IL REPORT - Lo studio, discusso anche in occasione del World Conservation Congress di Barcellona, punta il dito soprattutto sull'eccesso di pesca, che ha portato a un depauperamento preoccupante dello stock ittico. Quest'ultimo a sua volta, oltre a determinare lo sfruttamento di tre quarti delle specie ittiche (e minacciare vere e proprie estinzioni, come nel caso del merluzzo), fa sì che, in presenza di meno pesci nei mari, i costi per catturarli e intercettarli crescano sensibilmente.
INEFFICIENZA - Inefficienza e scarso rispetto per l'ambiente sono dunque i peccati originali della pesca mondiale denunciati dalla Banca Mondiale e dalla Fao, che nella loro dettagliata analisi parlano anche della necessità di incentivi politici a una pesca sostenibile e razionale. Lo studio sottolinea uno stato disastrato dell'oceano (solo un quarto è rimasto in condizioni naturali) e una pesca non sufficientemente responsabile, anche a causa della cattiva e dilagante abitudine di pescare pesci di piccola taglia, talvolta persino privi di un valore commerciale, con un conseguente impoverimento delle specie e della diversità.
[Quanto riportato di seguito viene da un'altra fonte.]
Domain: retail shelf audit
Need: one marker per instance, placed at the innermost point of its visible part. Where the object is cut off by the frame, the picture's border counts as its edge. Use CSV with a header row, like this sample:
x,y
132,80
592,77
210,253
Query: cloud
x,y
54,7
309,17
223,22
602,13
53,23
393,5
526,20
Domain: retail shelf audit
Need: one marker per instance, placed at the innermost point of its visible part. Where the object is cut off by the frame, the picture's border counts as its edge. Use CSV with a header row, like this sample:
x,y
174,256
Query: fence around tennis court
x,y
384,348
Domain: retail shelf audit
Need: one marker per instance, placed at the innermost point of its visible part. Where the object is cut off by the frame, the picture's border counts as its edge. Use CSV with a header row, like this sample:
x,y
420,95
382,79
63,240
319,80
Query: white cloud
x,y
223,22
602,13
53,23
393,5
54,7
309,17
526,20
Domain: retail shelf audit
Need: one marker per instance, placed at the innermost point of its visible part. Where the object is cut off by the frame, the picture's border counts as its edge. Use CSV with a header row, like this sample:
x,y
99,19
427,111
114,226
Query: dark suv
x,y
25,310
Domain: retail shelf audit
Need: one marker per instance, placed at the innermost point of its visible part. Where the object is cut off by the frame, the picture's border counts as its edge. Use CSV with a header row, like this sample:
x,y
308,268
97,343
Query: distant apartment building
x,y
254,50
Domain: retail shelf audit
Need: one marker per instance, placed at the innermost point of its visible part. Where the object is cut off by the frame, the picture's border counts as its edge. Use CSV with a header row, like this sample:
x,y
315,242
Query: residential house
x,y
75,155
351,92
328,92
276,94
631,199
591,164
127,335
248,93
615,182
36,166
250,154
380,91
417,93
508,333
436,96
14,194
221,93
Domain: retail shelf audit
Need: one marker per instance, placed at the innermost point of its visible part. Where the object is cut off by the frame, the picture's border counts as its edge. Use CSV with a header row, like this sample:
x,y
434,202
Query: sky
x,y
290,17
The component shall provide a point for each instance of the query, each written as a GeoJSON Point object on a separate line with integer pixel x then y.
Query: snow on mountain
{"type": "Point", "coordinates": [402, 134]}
NON TUTTI BOCCIATI – Nell'allarme della Fao e della Banca Mondiale c'è anche qualche promosso, vale a dire nazioni che stanno invece seguendo in maniera più o meno ligia le giuste regole di una pesca sostenibile ed efficiente. Si tratta di Paesi come l'Australia, la Nuova Zelanda o l'Islanda. Anche in questo caso però, evidenzia il report, si può fare di più. Senza tralasciare l'importanza di una maggior selettività degli attrezzi di pesca. La conclusione, inquietante quanto per certi versi ottimista, è che se gli stock ittici fossero ricostituiti con metà delle energie odierne si potrebbe raggiungere lo stesso ammontare di pesce catturato.